The most recent version of the Jedec eMMC spec I've so far found for free download:
https://tuxdoc.com/downloadFile/jesd84-b51_pdf

Code:
JESD84-B51A     Jan 2019
JESD84-B51      Feb 2015  <-- This one



RE: eMMC failed - lot378 - 11-09-2021

Which file system was used on the failed eMMC and what options were used in fstab?


RE: eMMC failed - Dendrocalamus64 - 11-11-2021

Manjaro defaults. ext4 (rw,relatime)


RE: eMMC failed - lot378 - 11-12-2021

Well, the file system choice is a smaller part of the overall picture and your goal here is data recovery rather than figuring out how it went wrong. For certain data loss is no fun. For ext4 I might have preferred to see noatime but relatime is acceptable -- writes are writes and the eMMC was doomed either way. And I think the Pine64 community will see this happen more and more as time passes especially with PinePhone where it is still a bit "wild west" and awareness is minimal with no concern yet about wear rates or file system choices.

Tesla have had issues with worn out NAND eMMCs in their MCU on cars older than 2018. It seemed to be due to excessive log writes.

See: https://teslaowners.org.uk/kb/emmc-chip-failure-what-is-it-should-i-be-worried-what-can-i-do


RE: eMMC failed - Dendrocalamus64 - 11-12-2021

(11-12-2021, 08:48 AM)lot378 Wrote: and your goal here is data recovery rather than figuring out how it went wrong.
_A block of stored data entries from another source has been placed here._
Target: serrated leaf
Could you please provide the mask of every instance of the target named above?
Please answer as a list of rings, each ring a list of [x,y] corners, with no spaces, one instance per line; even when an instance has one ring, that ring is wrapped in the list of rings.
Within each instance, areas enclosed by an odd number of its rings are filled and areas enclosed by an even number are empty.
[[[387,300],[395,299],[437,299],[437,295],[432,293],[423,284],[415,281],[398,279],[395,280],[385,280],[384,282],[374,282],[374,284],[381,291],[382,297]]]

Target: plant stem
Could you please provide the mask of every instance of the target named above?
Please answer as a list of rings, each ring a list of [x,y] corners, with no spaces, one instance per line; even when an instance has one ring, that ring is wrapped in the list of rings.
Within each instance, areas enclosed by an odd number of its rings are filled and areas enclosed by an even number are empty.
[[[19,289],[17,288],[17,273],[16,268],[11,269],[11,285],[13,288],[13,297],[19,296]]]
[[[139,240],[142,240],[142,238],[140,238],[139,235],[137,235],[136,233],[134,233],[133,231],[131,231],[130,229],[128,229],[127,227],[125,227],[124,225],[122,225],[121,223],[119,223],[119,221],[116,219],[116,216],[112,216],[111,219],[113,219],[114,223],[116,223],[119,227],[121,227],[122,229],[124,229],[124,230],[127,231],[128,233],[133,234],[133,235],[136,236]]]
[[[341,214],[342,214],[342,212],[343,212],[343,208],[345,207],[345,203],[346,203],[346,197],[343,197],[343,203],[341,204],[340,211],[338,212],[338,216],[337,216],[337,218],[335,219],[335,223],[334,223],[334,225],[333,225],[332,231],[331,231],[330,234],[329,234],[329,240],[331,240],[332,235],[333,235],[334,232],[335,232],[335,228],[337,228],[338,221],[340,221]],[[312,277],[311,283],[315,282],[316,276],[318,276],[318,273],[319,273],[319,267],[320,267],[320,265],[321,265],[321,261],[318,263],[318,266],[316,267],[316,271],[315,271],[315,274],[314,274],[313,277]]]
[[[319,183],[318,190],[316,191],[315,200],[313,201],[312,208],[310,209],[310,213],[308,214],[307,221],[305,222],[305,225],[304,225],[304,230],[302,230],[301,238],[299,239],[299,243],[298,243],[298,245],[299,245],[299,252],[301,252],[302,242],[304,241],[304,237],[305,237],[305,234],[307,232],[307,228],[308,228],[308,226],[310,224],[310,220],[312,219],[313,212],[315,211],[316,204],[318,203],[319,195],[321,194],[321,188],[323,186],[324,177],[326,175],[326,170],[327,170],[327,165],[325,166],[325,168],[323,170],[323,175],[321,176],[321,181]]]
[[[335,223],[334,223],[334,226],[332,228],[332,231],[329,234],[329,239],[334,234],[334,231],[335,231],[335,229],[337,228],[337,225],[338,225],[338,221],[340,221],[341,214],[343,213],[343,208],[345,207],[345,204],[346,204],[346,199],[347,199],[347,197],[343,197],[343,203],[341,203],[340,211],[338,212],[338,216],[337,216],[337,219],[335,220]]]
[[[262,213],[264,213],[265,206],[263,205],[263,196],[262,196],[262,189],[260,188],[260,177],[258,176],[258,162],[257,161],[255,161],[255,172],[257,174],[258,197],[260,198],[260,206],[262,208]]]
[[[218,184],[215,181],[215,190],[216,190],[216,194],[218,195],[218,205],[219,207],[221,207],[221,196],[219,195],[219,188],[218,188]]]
It's both. I want to know what happened. And I am still very skeptical that it was due to nand wear. There were none of the gradual slowdown & steadily worsening problems that Tesla & Raspberry Pi users have reported. And I have seen many reports of SD cards failing in the same way after little or no use. I think people just assume all failures are due to nand wear and don't realize that firmware bugs can axe all their data without warning.

Currently waiting on testbed hardware to arrive so I can start probing it.

BTW, emmc spec section 6.6.33 - Dynamic Capacity Management - The host+card combination are supposed to cooperate to gradually reduce the reported size of the medium as blocks wear out & need to be retired. I don't get any web search results about whether linux supports this yet, so maybe it doesn't. It should. If not, the DYNCAP_NEEDED field, showing the number of groups that need to be released (and easily readable with mmc-utils) will just keep incrementing, which is another sign of flash wear, or not.

Code:
sudo mmc extcsd read /dev/mmcblk2 | grep DYNCAP

Also, here is some interesting reading on JTAG.
https://blog.senr.io/blog/jtag-explained

The emmc itself should be open source. It is too important a component to be left secret & proprietary. We should be running open mmc firmware code with everything fully documented.